Stated thus, our meta-analysis provides us strong evidence that Cabozantinib is a superior chose in the treatment of RCC. While the targeted agents could present specific toxicity profiles which differ from conventional chemotherapeutic agents : potentially fatal gastrointestinal perforation associated with bevacizumab; hypothyroidism and cardiovascular toxicity caused by Everolimus and hypertension and cutaneous reactions (i.e. hand–foot syndrome) became the common adverse effects of antiangiogenic agents . Therefore, the skillful management of adverse events should be made through further efforts.
The authors would like to give our sincere appreciation to the reviewers for their helpful comments on this article.

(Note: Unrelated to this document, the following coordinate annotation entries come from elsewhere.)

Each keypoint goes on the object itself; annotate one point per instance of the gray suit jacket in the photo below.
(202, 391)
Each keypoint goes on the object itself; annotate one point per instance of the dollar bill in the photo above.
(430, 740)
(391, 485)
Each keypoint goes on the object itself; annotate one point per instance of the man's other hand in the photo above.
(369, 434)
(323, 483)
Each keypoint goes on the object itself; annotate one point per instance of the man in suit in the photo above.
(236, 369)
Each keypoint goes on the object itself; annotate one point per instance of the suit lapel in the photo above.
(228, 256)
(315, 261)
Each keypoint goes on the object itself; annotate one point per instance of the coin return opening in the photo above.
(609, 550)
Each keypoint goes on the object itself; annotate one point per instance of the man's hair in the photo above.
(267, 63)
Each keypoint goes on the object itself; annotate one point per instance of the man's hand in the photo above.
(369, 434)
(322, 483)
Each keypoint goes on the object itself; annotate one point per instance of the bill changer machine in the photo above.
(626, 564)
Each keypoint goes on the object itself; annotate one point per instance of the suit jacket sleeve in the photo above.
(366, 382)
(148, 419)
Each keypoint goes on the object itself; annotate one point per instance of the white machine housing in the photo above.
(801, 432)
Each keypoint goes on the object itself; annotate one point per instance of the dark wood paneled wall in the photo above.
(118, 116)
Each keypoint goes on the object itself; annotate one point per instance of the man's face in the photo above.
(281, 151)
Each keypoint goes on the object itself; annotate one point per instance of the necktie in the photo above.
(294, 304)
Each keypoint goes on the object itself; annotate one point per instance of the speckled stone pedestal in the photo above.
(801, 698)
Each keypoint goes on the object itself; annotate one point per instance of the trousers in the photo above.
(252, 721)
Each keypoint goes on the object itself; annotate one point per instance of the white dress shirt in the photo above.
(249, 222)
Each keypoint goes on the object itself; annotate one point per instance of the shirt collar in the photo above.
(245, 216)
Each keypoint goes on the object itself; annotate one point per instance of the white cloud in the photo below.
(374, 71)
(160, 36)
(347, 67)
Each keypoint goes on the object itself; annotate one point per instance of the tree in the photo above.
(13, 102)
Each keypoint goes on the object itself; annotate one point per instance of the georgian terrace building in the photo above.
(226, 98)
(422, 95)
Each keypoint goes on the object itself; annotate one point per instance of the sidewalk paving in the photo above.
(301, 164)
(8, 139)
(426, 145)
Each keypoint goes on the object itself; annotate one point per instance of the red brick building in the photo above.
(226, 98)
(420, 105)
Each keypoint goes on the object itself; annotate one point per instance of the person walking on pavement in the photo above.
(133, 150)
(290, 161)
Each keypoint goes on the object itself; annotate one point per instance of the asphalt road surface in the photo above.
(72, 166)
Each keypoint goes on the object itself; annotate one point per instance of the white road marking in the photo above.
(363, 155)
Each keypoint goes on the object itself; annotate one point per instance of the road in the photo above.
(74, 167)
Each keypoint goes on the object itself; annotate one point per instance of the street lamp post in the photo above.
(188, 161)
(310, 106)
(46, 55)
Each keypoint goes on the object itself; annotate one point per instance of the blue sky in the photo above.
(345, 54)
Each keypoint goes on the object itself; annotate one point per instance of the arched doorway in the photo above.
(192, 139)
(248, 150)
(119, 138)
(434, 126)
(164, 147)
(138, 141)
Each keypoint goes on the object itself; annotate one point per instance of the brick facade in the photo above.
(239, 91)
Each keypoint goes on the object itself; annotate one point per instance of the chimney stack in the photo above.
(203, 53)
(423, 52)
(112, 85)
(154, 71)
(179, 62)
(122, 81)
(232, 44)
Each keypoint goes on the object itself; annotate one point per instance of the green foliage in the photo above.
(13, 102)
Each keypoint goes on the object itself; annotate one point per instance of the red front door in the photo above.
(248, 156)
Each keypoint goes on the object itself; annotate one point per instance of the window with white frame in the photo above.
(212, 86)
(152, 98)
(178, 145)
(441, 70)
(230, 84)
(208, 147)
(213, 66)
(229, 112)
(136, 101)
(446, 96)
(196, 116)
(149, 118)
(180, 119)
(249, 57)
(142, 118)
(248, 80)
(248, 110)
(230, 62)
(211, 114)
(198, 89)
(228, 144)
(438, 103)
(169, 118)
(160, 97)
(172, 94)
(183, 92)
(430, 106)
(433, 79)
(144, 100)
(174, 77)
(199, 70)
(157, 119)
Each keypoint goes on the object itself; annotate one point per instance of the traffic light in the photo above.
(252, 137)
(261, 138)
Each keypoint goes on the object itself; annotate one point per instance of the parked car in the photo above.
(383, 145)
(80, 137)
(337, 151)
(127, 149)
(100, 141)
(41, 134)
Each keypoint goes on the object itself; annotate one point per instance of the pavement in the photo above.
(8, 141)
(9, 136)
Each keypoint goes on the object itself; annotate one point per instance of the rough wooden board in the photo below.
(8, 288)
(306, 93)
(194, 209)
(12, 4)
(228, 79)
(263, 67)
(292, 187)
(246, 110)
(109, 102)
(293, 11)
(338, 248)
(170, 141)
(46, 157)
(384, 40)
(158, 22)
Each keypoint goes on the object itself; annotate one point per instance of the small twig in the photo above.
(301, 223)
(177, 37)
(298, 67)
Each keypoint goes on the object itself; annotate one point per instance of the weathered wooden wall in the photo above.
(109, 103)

The authors declare that there are no sources of funding to be acknowledged.
The authors declare that there are no competing interests associated with the manuscript.
Hong-Ling He and Wan-Xia Yao collated the data, designed and developed the database, carried out data analyses and produced the initial draft and revision of the manuscript. All authors have read and approved the final version of the paper.